If Citibank executives - and you, for that matter - had never heard of fabulis, a start-up social networking site for gay men, that's about to change.
One of the nation's biggest banks was scrambling today to do some PR-damage control after it reportedly froze the bank account of the startup for "objectionable content" on the company's blog that was "not in compliance with Citibank's standard policies."
Also see: Citibank's big blog faux pas
Whoa. Really? Now, let's back up and really think about this for a second. Since when does a bank have any concern at all over the content of an account holder's blog? OK, maybe if that blogger was writing about stockpiling money to overthrow the government or if he bragged about coming into a bunch of cash by being the leader of an international drug ring, then maybe I could see the bank getting the police involved. But that doesn't seem to be what's happening here.
Entrepreneur Jason Goldberg has raised about $625,000 in seed money for a new social networking site that's a cross between Facebook and Yelp and targeted at gay men and is expected to go live this Spring. Earlier this week, he posted some news about how strange it was that Citibank suspended the company's account. So, of course, he called Citibank - at least a dozen times. On at least three occasions, he was told that the suspension was due to the blog content.

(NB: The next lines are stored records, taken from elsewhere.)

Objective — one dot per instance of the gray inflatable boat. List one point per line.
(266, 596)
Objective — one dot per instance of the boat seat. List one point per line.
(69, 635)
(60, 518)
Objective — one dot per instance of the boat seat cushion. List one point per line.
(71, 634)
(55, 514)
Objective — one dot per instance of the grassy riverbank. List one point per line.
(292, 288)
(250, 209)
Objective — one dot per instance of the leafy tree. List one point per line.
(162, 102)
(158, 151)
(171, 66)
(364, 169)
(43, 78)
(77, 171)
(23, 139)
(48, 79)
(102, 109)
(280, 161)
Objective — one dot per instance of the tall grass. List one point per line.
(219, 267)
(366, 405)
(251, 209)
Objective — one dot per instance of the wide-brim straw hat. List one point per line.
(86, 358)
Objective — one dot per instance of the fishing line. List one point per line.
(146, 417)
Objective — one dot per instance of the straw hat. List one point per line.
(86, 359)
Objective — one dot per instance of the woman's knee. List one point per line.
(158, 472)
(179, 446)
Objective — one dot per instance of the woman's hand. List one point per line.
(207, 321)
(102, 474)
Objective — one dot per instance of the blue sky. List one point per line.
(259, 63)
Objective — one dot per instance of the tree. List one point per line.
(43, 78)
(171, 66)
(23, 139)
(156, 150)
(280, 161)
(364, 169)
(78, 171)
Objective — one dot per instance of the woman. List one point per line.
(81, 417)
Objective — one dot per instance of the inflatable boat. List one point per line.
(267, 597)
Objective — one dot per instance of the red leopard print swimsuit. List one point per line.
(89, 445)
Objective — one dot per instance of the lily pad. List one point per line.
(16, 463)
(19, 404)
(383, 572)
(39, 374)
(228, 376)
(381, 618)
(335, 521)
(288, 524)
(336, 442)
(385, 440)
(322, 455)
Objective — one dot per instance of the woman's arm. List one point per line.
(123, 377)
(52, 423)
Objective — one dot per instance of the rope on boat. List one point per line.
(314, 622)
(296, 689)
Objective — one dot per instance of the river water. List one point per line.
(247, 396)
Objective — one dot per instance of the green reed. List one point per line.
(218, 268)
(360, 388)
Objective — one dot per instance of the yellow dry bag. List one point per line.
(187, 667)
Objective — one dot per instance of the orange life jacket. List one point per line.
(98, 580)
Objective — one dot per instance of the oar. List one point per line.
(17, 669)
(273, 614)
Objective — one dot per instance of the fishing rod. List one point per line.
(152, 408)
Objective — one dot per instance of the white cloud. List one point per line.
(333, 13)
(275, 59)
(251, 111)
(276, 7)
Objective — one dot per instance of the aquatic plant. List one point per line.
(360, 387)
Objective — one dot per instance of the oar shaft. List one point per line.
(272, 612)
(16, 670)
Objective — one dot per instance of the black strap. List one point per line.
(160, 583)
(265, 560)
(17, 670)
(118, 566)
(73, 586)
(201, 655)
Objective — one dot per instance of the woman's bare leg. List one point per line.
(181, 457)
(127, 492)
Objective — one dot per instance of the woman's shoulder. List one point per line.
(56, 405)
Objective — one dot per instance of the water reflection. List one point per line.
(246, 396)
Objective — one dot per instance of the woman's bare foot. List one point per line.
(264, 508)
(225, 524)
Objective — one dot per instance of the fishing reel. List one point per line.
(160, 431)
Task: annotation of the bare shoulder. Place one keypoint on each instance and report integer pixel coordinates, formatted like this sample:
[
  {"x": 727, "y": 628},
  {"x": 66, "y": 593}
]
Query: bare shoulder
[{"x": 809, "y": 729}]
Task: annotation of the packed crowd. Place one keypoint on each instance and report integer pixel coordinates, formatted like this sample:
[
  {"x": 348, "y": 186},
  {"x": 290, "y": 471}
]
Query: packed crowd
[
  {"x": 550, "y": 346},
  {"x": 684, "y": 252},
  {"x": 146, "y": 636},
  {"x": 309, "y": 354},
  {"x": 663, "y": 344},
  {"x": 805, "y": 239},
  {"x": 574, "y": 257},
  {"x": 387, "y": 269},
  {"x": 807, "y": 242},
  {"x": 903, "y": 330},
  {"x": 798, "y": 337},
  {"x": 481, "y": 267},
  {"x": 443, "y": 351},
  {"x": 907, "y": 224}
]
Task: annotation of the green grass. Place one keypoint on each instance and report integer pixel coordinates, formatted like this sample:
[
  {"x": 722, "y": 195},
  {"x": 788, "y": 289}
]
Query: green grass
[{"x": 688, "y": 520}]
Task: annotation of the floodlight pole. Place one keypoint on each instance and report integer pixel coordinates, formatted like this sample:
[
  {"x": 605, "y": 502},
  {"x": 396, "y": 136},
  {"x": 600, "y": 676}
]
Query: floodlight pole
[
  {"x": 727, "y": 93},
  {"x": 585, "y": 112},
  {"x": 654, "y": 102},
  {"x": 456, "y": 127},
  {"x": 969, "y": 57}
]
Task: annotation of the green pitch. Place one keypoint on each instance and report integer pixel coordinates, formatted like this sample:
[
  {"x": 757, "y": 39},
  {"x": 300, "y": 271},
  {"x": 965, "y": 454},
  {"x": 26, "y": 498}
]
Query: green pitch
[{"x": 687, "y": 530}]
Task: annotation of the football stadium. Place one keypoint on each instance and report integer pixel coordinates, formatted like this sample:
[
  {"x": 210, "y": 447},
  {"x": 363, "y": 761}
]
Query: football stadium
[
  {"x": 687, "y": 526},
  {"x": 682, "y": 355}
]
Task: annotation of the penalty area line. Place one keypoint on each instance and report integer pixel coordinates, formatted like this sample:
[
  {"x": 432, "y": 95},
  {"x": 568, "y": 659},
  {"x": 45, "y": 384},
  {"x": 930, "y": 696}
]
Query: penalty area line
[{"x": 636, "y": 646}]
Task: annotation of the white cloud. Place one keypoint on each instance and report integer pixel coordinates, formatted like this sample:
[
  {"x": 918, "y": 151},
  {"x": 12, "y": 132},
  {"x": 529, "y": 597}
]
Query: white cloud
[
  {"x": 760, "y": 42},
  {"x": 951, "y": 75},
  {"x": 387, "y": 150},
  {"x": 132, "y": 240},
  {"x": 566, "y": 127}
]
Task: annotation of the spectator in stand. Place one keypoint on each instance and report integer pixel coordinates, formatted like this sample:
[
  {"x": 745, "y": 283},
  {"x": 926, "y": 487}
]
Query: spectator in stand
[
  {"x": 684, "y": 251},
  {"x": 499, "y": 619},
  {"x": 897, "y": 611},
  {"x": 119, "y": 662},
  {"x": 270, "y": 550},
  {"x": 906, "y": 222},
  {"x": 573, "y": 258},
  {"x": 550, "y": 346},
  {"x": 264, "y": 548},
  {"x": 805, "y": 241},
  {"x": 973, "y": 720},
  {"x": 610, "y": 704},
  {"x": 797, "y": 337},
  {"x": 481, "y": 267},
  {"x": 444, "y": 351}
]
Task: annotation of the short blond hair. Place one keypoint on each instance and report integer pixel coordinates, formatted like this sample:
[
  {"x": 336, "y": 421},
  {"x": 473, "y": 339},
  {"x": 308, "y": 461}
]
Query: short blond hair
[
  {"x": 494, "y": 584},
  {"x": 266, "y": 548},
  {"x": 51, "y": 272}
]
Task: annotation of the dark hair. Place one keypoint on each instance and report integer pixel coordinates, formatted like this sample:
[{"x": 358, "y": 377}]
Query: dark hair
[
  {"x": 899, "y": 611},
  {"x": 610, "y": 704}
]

But a fourth call with bank officials - following some blog publicity that labeled Citibank as being homophobic - resulted in a new story from the bank, something about the account missing some documentation.
He doesn't buy it - and I'm not sure if I do, either. Still, iIn an e-mailed statement, the bank issued an apology to Goldberg for the confusion and reaffirmed the company's commitment to diversity. The statement reads:
Citibank sincerely apologizes to Mr. Goldberg for this misunderstanding. This situation had nothing to do with the content of his web site and any comments by our staff to the contrary were incorrect; we are reviewing what happened. This was a technical issue about missing documentation that is required for new business accounts. Once we resolved the situation, we unblocked the account immediately. Mr. Goldberg is a valued customer and we appreciate his business. Also, Citi is strongly committed to diversity, including support for the gay, lesbian, bisexual and transgender community, and other organizations promoting diversity. In fact, this week Citi has announced the financing for the True Colors Residence, a housing facility for homeless GLBT youth in New York City.

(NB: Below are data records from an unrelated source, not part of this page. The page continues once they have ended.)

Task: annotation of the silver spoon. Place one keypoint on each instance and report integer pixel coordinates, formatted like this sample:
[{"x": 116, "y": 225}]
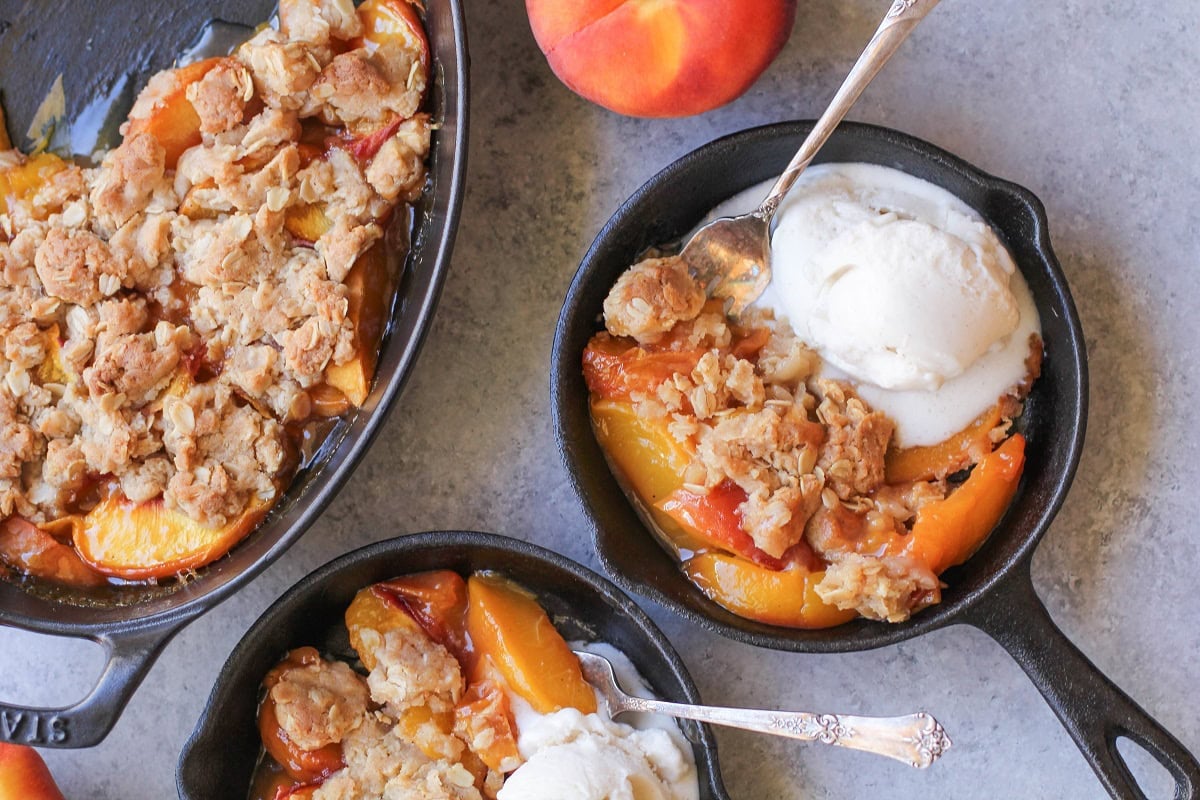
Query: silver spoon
[
  {"x": 731, "y": 256},
  {"x": 916, "y": 739}
]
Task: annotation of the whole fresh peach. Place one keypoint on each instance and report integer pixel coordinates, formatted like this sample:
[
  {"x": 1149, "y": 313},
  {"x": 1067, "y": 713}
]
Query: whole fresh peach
[
  {"x": 24, "y": 776},
  {"x": 660, "y": 58}
]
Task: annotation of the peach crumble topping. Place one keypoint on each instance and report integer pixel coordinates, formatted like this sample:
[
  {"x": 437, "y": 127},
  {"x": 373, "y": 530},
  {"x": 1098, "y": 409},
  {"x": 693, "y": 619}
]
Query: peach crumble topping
[
  {"x": 171, "y": 314},
  {"x": 780, "y": 491}
]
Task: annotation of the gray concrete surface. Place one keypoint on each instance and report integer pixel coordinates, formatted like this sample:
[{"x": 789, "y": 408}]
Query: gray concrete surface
[{"x": 1092, "y": 104}]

Regardless, that blog issue didn't come out of thin air, seeing as how three different employees made reference to it. Goldberg offered play-by-play details about his interactions with the bank and this incident and said that he was at a loss about what the objectionable content might have been. The only thing on the blog, he wrote, is "some good humor, some business insights, and some touching coming out stories from some great and fabulis gay people."
More importantly, he goes on to drive home a bigger point in an entry today that should make us all stop and pause for a moment:
Whatever the reasons for the actions taken by Citibank, there are important first amendment and technology rights issues at stake, not to mention sexual orientation discrimination. Does Citi insist on approving the content of its newspaper clients? What about art galleries and libraries? Do they pre-approve the art? The content of books by publishing clients. Of course not. They may have sexual orientation non-discrimination policies in place and they may outwardly do a lot of good for the GLBT community, but if their front line customer service people are not educated on them, what good does it do? That one of their employees could raise a compliance issue around the content of fabulis which results in a recommendation from the compliance office to terminate our bank relationship with citibank is outrageous. Clearly Citibank needs to do a much, much better job at educating its employees about how to handle diversity issues and first amendment issues, let alone basic customer service issues.

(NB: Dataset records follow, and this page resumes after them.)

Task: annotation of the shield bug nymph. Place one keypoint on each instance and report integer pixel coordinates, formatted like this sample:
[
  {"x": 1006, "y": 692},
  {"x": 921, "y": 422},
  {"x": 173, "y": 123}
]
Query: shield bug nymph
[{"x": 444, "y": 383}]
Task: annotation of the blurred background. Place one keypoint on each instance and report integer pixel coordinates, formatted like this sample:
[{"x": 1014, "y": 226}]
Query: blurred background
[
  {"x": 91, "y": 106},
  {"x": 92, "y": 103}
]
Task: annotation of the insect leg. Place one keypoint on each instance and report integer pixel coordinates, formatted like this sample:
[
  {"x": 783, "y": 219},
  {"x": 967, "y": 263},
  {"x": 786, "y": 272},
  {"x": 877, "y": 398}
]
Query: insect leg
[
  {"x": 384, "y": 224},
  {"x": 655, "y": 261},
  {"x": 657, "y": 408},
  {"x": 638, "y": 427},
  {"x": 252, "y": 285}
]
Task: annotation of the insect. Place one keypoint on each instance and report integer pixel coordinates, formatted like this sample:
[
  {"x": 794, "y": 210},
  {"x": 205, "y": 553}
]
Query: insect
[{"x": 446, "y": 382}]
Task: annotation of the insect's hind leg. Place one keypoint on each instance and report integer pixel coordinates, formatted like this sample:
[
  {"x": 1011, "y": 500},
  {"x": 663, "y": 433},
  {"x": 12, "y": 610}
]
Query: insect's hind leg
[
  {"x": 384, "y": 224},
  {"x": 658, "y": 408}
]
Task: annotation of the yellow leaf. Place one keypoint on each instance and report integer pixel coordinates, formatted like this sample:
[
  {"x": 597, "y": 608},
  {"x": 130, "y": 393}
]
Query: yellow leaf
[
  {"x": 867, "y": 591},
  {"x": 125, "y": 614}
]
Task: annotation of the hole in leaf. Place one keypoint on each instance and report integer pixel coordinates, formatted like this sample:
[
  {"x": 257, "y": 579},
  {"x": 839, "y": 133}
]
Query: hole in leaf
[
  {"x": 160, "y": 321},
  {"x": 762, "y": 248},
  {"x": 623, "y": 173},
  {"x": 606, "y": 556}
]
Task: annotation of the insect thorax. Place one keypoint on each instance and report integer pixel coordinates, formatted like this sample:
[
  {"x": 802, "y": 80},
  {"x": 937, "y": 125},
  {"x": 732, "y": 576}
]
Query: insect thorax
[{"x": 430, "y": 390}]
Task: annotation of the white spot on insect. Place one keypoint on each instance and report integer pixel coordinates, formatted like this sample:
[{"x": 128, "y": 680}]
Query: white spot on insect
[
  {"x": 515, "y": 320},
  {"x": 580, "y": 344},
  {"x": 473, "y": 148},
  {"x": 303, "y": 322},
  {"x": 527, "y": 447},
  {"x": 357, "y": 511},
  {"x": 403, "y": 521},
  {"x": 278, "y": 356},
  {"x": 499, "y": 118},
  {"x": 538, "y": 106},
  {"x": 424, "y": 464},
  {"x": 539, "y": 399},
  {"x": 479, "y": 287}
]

For what it's worth Goldberg also notes that he is "personally a fairly significant in Citigroup's stock(Significant for me, at least. About 10% of my personal assets are in citigroup stock). As such, I have no interest in their screwing up nor in their failure. I want them to succeed."
For the full sake of disclosure, I am also a Citibank account holder - for now. Given what I've written in this post and that at least some Citibank employees fess up to blocking accounts over blog content, I should probably jump in my car and head down to my local branch to make a withdrawal while I still can.